The Oilers have come through a very difficult month in November and are headed into their traditional Season of Discontent. December has been a death march going back nearly a decade now. The old CFR road trip would push them to the breaking point and then December would roll around and the wheels would fall off and we’d be looking at the CSS rankings by the 15th and ten days later get pumped about watching future Oilers in the World Juniors.

This season the team entered December having clung on by their fingernails to their position in the standings. They drew on their October start to survive a terrible November and now have to find their way again, but they have a chance.

There are reasons to believe in this team, even though I know that isn’t the popular thing to do right now, and they all have to do with the process and depth.
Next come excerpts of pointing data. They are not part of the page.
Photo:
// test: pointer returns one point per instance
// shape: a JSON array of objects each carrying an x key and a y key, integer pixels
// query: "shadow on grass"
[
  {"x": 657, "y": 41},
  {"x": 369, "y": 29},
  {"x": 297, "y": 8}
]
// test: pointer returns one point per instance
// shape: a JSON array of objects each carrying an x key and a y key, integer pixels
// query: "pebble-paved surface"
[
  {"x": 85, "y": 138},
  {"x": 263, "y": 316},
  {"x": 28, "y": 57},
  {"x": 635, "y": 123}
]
The team is playing a relatively consistent game night-in-night-out (and before you disagree, go take another look at that 10-0 loss by the Canadiens a while back or the Ducks getting tuned up 8-3 by the Flames the other day, every team has a few forgettable games a year) and they are generally outshooting their opponents more than the reverse. That means they have the right habits in place now and are working on consistency and the finer points like refining the power play.

If you want to be concerned about something be concerned about Talbot playing 70 games this season or be concerned about the lack of a credible backup.

Shooting percentages regress, the defense has depth despite a hole on the 2nd pairing right side and fixing the wings won’t cost the world.

I don’t think the Oilers are “there” yet in the way the Penguins, Sharks or Blackhawks are, but I think the finish line is closer than the starting line now and this team is getting it’s legs under it. But as with anything in life, we shall have to wait and see.